Since there was a recent new release of pytorch which still has a small issue (which should be solved in a couple of days), I recommend you to type:
pip install "pillow<7"
Although this might be solved in the next few days - see here and might be not necessary.
type:
pip install fastai
if you have problems in installing fastai - please read here
Go to the IAP library (where you cloned the course repository) and type (don't forget to first activate your ML_IAP virtual environment):
jupyter notebook
Now choose a notebook that you want to run.
All through the IAP, we will use Jupyter notebooks. If you are not familiar with Jupyter notebooks, please go over some basic tutorial (e.g., fastai tutorial notebook, general introduction to jupyter notebooks) and make sure you are able to run code on notebooks. I also added to the repository a tutorial notebook (jupyter-intro_RASP.ipynb) which is taken from Stephan's Rasp repository.
to test that your installation of all packages has worked you can run that you can run the single cell in the notebook test_packages.ipynb.
If you get some error, please try to understand which package you did not install properly and try to reinstall it.

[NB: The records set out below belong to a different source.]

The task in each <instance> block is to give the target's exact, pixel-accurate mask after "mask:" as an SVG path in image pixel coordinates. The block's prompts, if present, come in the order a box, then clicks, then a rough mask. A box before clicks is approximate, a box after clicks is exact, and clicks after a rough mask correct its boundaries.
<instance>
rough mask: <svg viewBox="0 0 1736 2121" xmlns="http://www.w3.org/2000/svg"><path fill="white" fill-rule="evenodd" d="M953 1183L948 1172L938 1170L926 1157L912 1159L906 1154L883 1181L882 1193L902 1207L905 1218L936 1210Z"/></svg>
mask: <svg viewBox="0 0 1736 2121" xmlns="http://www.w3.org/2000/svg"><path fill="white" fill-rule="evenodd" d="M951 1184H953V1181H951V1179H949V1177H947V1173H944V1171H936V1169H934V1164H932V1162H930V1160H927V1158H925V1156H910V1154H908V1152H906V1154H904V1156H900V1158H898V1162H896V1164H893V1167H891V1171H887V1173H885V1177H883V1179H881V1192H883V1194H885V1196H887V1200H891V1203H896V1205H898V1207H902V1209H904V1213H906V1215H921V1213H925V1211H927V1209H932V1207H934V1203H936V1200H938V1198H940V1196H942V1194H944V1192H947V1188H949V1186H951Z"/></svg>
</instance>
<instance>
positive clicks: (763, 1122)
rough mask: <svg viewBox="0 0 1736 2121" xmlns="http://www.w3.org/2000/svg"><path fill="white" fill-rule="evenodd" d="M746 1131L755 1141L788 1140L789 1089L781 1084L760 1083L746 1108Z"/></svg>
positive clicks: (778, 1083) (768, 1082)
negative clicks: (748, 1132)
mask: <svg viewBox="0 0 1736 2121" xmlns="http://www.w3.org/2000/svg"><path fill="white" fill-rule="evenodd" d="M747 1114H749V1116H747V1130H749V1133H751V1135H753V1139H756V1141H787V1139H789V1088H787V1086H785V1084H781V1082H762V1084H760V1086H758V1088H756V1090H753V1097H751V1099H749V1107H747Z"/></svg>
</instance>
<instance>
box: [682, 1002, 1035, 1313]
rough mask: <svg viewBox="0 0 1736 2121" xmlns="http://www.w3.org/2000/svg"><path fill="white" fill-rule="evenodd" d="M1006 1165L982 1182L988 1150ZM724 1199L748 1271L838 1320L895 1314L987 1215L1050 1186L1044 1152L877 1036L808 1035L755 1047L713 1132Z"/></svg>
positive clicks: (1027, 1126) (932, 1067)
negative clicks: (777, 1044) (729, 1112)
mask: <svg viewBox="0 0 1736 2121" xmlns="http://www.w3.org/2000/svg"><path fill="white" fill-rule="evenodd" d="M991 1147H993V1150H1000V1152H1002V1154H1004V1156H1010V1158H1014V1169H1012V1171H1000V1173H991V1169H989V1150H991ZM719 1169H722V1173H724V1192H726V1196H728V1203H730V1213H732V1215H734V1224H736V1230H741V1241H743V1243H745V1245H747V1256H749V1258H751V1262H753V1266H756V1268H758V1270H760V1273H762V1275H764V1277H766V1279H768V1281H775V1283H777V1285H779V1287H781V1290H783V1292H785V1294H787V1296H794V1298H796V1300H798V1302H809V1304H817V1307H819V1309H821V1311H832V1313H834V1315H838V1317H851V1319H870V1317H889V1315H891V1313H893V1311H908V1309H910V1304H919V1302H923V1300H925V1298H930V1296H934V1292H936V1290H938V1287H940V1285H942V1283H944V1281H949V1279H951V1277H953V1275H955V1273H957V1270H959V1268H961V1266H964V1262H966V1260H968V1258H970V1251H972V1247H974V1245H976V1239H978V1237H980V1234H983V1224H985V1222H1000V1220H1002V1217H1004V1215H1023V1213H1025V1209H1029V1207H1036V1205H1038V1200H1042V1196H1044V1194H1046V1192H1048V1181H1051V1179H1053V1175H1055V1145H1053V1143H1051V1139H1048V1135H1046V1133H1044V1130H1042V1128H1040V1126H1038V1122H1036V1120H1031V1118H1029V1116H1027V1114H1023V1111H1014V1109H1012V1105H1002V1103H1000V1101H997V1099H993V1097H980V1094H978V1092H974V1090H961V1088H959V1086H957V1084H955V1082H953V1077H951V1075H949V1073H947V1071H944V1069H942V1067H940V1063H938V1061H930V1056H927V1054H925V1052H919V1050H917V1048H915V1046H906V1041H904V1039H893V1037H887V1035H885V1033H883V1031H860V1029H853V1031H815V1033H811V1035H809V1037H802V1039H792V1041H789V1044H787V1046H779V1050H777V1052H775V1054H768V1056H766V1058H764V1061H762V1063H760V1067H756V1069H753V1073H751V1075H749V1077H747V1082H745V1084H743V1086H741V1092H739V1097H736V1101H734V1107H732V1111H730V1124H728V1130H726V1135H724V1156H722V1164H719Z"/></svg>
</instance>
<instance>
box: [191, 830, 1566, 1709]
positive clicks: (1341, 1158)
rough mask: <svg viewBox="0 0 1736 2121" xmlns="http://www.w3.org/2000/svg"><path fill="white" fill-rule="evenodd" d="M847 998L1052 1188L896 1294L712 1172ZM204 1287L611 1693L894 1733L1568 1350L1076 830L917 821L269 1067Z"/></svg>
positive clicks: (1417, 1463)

The notebooks might still have some small changes, so please clone the repository again before each session
There are numerous data sources to learn ML. During this course I tried to put links to sources that I took content from, and that I find useful. Three amazing sources of knowledge, that I repeatedly use during the IAP are:
- Python Machine Learning (book by Sebastian Rascha). Go to this book when you want to learn about basic concepts of ML.
- Fast.ai courses (1, 2) given by Jeremy Howard which is a world-class ML practitioner. Take these courses if you want the newest and best ML techniques available. Also see initial version of the book Jeremy Howard is writing.
- If you are interested in a basic soft intro to ML - Andrew Ng course at coursera is a good starting point. The course uses matlab (Ahhh) and a bit outdated but Andrew Ng is a great lecturer and the course is great.